Sister Nancy is a serious Professional Reggae Deejay. She handled the situation with such finesse, I couldn’t help but be impressed. The historical moment for me, is that Sister Nancy’s album “One Two”, was one of the first reggae records I acquired for my set so many years ago. If you would told me then I would be supporting her stage show on the 1’s and 2’s, I wouldn’t have believed you.
Not a week goes by, and my old friend Rez from Seedless Clothing asked me to DJ at a reggae show going down at On Broadway with Eek A Mouse. At first I was just doing a set, but Rez then asked if I would play for Eek A Mouse. I said for sure, giving him the guarantee I could be ready with riddims for that. One thing I should mention, is On Broadway is a very upscale, mega club, and I had never made my way in there due to Dress Code enforcement, and steep drink prices. To hear that they were doing a Reggae show there, with a very loose dress code made me very curious as to how the night would pop.
I spent the next week trying to track down Eek A Mouse instrumental versions. After doing a bunch of studying, I realized most of his big tunes were over more obscure Roots Radics riddims, instead of over big, more popular riddims. In fact, there weren’t very many Versions of his tunes to found at all. San Diego is a HUGE Eek A Mouse town, and I wouldn’t be able to pass off the wrong riddims for their favorite tunes. I immediately realized I might get stuck in another situation where I didn’t have enough riddims. It took me talking to my man Eaz One in the Midwest, to realize I should call someone locally. I got a handful of viable riddims from my man Carlos Culture, and figured that was my best bet.
30 minutes before the Eek A Mouse is scheduled to perform, he calls me from the hotel across the street, and he kicked me down some more riddims for the show. Since I was fully stocked for the show, I was able to just enjoy myself, instead of worrying about it. What a good time that was. I got to mix up the tunes for Eek A Mouse, and see the show from a whole other vantage point. The highest points for me, were Eek A Mouse pulling out his first tunes he ever recorded. I had never seen that in the x-amount of Eek A Mouse shows I’ve seen over the years. When he called for the tune “Wicked Shall Not Reign”, I got goosebumps as the bass came in. That’s a tune that was released under his original name, Ripton Hylton. He called for a wheel up and explained to the crowd the history behind the tune, and ran it again. F’n wicked!
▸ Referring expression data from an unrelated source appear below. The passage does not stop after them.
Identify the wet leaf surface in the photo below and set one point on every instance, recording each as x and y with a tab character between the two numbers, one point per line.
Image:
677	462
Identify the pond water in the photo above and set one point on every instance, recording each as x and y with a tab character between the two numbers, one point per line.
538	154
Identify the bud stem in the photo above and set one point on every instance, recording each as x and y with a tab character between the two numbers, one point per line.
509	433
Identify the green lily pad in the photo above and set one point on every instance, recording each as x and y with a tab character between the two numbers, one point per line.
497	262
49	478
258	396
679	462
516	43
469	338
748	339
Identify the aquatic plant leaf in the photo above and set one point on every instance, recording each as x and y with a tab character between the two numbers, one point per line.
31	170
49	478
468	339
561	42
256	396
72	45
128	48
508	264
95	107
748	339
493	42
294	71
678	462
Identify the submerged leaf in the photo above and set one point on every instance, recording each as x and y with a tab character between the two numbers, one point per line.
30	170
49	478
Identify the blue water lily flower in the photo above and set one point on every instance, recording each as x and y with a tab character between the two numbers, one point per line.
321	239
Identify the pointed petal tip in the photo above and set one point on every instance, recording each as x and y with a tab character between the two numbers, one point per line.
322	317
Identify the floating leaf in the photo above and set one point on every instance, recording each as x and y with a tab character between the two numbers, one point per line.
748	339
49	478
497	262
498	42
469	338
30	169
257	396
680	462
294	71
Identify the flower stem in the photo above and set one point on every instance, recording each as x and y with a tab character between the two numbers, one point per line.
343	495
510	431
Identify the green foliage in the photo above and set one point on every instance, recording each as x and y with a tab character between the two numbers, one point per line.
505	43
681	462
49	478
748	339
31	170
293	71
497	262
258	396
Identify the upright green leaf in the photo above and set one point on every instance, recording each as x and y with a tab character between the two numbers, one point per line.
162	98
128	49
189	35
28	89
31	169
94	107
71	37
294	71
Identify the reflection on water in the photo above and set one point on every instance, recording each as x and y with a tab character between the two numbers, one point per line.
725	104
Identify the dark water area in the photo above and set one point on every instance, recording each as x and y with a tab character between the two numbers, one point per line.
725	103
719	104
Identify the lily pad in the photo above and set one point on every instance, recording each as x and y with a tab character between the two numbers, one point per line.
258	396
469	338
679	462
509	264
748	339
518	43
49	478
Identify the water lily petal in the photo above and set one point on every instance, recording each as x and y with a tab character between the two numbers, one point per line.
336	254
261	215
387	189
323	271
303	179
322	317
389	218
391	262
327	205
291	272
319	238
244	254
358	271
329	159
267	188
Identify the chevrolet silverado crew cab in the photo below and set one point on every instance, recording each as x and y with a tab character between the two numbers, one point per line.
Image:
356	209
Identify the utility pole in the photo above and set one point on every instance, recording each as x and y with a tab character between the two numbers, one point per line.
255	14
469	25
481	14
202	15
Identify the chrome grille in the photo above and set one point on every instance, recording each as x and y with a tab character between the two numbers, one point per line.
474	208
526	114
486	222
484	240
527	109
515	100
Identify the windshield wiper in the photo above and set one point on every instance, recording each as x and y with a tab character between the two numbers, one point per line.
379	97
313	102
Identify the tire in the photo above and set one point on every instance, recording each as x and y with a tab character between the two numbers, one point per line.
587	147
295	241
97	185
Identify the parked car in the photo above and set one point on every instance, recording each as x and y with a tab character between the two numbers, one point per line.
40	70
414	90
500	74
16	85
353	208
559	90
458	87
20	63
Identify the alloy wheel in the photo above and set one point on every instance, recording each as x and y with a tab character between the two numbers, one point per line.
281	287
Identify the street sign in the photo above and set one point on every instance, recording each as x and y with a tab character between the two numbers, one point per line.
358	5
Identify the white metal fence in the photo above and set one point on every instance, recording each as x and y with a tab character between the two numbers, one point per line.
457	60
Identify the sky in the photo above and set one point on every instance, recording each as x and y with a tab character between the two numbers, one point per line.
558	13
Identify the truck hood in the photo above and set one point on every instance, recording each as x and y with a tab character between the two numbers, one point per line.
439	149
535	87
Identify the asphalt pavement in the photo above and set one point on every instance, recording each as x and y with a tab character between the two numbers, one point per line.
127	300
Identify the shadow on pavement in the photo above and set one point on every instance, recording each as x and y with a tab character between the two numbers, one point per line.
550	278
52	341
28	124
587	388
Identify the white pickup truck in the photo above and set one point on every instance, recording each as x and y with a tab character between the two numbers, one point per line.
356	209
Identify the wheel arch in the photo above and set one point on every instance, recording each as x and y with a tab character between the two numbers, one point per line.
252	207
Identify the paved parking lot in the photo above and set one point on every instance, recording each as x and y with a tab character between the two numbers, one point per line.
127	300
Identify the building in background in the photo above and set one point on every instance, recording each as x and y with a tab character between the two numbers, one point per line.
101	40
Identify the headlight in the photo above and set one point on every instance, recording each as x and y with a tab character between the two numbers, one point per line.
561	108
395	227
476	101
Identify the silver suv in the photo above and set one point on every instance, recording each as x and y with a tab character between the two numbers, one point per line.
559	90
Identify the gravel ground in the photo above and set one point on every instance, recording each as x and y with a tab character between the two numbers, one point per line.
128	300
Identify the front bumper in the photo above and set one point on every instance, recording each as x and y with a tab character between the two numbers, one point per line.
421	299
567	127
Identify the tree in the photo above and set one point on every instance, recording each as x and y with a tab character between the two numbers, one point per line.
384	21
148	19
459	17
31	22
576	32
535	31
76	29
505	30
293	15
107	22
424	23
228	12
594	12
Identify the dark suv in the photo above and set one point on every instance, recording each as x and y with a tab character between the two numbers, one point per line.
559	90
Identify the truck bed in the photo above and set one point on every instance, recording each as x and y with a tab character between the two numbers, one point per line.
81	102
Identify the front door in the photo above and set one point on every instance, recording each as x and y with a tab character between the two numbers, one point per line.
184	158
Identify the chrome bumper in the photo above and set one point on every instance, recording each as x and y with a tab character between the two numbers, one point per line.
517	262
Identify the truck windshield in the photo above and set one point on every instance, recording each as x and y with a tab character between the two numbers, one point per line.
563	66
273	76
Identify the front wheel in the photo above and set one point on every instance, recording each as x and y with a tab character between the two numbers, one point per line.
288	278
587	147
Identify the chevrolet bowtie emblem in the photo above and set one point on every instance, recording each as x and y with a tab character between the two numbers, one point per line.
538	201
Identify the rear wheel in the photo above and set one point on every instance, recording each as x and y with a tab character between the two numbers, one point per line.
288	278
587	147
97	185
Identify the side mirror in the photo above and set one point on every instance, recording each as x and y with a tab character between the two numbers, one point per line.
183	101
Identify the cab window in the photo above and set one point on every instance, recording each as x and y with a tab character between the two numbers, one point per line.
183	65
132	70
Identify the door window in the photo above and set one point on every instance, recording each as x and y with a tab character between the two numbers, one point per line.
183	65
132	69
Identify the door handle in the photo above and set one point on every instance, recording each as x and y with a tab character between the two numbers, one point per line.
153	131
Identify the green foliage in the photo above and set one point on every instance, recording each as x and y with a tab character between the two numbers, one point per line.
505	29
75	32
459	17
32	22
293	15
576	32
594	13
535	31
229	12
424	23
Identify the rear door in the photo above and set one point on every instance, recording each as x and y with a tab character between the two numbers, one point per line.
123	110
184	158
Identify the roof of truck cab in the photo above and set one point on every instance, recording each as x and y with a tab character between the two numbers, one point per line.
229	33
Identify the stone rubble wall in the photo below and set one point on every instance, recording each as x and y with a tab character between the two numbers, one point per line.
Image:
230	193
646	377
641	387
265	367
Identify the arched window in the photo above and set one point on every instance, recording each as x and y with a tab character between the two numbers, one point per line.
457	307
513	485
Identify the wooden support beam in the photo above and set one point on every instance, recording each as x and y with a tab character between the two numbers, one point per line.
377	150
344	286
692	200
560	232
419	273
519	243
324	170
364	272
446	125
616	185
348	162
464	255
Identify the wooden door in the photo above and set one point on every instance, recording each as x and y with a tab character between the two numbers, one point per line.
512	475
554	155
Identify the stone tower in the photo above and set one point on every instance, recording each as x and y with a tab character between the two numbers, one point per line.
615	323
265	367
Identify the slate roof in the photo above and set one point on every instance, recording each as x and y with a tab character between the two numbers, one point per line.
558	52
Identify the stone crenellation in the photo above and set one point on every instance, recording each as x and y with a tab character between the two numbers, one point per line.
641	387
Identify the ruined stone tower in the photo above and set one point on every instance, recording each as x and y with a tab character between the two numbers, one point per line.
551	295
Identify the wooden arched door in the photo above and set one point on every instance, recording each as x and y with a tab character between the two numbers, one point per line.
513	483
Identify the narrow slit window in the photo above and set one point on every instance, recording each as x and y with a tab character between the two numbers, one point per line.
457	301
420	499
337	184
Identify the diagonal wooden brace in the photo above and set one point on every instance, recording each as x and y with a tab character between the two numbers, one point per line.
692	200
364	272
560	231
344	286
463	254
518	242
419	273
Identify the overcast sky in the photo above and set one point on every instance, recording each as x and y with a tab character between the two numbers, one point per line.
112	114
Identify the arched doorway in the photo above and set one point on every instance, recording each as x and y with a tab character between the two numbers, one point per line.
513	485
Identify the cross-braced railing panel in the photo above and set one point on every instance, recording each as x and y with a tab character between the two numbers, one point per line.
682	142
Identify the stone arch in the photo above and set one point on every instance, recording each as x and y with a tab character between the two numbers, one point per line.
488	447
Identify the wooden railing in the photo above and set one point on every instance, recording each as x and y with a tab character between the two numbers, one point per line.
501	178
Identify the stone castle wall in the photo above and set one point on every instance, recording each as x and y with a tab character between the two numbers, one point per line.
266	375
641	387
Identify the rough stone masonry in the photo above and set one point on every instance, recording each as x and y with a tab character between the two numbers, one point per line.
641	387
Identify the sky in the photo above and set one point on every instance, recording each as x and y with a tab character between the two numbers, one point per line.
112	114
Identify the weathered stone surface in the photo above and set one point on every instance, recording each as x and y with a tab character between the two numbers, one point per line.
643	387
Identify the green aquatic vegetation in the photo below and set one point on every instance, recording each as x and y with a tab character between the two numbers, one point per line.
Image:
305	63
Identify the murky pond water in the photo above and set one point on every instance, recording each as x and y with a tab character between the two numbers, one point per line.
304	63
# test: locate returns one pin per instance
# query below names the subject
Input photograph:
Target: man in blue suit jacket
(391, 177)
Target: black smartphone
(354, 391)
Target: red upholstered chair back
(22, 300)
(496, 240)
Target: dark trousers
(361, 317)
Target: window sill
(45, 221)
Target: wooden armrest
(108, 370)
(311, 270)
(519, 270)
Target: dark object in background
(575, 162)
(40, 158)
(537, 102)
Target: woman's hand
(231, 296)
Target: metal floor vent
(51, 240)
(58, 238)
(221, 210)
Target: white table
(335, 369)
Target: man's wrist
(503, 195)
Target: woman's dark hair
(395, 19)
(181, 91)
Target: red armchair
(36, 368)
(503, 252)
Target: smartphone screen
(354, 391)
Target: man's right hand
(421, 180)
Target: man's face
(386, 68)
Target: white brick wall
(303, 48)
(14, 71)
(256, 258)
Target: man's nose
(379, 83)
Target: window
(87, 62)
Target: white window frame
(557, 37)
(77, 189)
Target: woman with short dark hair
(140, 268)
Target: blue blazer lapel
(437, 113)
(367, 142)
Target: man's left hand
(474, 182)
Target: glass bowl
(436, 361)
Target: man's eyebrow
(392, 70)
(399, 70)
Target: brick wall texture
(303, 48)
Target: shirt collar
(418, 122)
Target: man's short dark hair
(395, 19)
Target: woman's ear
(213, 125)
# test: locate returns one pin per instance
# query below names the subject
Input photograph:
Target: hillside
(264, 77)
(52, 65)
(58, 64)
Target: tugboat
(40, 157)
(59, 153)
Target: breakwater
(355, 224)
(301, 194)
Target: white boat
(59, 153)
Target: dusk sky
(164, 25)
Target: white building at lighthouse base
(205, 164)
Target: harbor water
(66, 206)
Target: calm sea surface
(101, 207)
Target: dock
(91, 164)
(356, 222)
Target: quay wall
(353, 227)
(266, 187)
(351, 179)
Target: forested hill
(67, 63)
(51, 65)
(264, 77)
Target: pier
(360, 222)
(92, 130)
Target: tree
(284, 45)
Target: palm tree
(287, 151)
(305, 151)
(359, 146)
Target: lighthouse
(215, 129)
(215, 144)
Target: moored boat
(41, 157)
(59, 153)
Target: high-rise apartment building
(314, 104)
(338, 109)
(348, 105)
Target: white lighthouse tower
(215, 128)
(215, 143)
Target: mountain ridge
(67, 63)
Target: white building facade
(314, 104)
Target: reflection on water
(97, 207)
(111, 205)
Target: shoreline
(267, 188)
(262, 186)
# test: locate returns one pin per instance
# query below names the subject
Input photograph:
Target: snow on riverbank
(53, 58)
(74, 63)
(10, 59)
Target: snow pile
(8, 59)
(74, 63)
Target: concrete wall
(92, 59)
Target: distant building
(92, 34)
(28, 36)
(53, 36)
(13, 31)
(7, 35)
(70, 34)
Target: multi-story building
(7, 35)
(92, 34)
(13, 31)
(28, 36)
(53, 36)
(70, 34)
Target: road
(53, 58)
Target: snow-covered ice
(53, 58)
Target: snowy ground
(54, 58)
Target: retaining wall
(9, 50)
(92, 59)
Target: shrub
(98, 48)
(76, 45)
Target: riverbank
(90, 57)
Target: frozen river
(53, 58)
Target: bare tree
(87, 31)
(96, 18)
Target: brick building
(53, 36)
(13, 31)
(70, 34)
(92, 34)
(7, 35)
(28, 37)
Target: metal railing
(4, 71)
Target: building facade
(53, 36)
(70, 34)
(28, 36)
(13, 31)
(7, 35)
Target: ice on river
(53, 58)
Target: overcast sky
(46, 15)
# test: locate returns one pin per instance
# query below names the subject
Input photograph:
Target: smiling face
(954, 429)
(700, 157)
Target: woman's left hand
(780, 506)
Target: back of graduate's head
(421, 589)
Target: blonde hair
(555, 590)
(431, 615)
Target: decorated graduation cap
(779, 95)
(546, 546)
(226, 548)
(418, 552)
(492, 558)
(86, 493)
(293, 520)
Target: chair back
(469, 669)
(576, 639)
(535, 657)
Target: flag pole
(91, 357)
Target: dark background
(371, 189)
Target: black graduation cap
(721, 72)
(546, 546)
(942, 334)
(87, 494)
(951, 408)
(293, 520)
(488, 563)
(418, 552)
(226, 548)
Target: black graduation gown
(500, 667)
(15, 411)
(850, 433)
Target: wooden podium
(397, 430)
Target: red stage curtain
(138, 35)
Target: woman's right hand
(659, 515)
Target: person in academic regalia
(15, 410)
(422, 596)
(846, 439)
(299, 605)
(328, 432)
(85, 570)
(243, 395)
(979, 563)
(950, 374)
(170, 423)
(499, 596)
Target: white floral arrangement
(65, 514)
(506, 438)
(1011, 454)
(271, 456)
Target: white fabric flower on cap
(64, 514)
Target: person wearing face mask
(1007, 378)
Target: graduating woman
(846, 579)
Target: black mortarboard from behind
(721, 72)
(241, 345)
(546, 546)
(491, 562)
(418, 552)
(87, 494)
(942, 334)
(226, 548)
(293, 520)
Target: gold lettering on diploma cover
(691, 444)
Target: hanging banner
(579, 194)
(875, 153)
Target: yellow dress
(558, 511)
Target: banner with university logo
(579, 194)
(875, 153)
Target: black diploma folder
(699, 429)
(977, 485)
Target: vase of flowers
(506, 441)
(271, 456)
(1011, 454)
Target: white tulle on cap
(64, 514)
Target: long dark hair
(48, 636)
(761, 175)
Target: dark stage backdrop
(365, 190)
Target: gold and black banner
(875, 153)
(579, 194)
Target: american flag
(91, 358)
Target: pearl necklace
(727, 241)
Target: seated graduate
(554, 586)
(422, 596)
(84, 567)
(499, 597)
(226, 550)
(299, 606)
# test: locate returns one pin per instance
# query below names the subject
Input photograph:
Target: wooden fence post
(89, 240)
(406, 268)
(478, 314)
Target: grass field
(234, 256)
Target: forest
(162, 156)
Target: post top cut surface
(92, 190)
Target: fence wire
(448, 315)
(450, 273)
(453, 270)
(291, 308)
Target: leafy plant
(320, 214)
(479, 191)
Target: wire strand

The historical part for me, came in two parts. Number one, you can’t grow up in San Diego without being hit off with one of Eek A Mouse’s albums. He is second only to Bob Marley in Daygo, and I’ve known his tunes front and back from real early. In fact, I was reminiscing with homie from High School, how we used to roll around with my friend’s older brother J.G., bumping Eek A Mouse, and smoking herbs. This would have been 10th grade for me. Low and behold, when I knocked on Mouse’s hotel door, the door was answered by none other than J.G., who apparently befriend Mouse over the years. It all seemed to come back around last night, and I’m still hyped.
As you can see I’m a serious fan. You have to be in order to be a DJ.